Acentral lesson that emerges from the episode of the Meraglim is that people choose to view situations from vastly different perspectives depending on the pre-existing mindset they bring to the endeavor. On their mission to scout out Eretz Yisrael the spies encountered inhabitants they saw as fearsome and invincible but only because they had already lost their bitachon in Hashem’s ability to give them the Land.

Once the conclusion was reached that Hashem could not be relied upon rendering the attempt to take Eretz Yisrael suicidal all data was processed through that narrow distorted lens.

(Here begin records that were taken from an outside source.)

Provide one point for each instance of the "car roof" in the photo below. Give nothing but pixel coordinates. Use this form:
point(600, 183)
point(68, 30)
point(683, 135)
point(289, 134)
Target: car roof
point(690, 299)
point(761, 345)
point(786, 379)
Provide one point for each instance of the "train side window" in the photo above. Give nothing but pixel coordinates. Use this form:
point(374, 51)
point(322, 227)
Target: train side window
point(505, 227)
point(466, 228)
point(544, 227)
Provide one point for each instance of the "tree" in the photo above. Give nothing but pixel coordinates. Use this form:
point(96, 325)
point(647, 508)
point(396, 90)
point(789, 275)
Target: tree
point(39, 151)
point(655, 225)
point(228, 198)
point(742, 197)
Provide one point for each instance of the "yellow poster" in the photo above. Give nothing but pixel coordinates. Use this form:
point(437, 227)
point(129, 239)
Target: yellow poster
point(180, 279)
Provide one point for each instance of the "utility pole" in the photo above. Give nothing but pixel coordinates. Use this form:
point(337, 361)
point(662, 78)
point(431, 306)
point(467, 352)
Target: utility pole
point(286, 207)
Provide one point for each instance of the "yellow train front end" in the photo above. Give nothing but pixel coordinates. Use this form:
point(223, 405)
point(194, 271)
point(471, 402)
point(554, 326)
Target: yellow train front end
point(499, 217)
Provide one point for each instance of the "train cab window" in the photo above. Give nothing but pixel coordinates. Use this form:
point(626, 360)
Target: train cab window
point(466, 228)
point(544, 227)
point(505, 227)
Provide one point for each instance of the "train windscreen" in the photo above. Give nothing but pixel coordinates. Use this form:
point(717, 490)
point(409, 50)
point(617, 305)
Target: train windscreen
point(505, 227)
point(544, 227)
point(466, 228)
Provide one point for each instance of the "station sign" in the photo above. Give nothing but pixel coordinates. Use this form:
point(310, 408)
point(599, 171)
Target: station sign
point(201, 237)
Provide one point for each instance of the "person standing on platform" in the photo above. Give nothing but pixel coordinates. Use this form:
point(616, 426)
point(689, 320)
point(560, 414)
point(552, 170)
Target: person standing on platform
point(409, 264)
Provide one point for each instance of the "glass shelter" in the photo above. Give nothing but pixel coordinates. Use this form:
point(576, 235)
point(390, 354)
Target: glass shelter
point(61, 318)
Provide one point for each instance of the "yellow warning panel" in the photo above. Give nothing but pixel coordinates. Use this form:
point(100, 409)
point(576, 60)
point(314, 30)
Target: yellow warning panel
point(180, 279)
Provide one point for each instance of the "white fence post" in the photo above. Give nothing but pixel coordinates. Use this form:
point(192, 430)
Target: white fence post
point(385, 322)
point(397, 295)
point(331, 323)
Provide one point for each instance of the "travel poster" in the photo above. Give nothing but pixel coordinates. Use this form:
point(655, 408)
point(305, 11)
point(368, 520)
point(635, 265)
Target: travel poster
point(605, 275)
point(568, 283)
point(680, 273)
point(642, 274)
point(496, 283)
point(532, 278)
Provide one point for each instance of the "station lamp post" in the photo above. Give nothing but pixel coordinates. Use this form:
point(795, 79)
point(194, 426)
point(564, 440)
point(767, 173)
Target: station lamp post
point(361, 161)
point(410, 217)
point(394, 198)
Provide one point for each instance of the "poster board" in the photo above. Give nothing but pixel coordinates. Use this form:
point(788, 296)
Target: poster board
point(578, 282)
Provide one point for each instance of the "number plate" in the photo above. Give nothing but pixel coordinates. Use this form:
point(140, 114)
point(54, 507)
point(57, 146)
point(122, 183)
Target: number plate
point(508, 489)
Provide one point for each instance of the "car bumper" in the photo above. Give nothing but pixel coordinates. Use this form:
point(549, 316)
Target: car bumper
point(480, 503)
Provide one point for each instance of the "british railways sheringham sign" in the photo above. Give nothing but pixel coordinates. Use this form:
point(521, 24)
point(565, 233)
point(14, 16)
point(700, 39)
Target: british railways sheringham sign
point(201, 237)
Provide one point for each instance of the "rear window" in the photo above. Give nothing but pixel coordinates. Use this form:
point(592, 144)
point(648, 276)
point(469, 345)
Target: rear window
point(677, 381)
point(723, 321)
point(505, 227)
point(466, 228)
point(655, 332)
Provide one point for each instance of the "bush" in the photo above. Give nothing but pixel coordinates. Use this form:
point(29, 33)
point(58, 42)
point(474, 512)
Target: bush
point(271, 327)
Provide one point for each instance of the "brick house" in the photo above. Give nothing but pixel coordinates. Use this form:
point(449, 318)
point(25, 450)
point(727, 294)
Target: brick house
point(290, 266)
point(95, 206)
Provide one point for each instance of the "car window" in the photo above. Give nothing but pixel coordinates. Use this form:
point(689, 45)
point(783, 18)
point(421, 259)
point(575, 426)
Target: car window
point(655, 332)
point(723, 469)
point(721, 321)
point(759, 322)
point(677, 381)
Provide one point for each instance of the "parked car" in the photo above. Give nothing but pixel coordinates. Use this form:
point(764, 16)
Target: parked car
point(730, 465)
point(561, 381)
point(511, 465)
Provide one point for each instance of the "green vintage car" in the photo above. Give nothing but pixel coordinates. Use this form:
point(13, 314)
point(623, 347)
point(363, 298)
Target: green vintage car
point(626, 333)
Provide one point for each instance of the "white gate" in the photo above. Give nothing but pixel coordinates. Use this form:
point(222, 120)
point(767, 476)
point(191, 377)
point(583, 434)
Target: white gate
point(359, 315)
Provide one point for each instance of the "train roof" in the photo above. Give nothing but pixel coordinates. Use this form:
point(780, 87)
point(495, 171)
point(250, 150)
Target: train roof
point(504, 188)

The funerals the Meraglim had witnessed taking place all over the Land were marshaled as only further evidence of its lethal nature rather than being seen as a Divine kindness intended to keep the locals distracted and unaware of the Meraglim’s presence.

The Midrash observes that although the pesukim in Eichah proceed alphabetically the pasuk beginning with the letter pei precedes that beginning with ayin rather than following it. This inversion conveys the idea that the Meraglim — whose actions precipitated the Churban that Eichah laments — employed their “peh” before their “ayin.”

Rav Moshe Shapiro shlita explains that the tragedy was not merely that they spoke of things their eyes had not seen — i. e. falsehoods. Were that the case Eichah would have omitted the “peh” entirely. Instead the placement of the peh ahead of the ayin conveys that they allowed the narrative they had crafted based on their pre-existing biases to determine what it was they would thereafter see. The narrative was that this was a “land that devours its inhabitants ” and they took the funerals they witnessed as substantiation of that rather than as confirmation of precisely the opposite conclusion — that Hashem would do anything necessary to ensure their safety and success.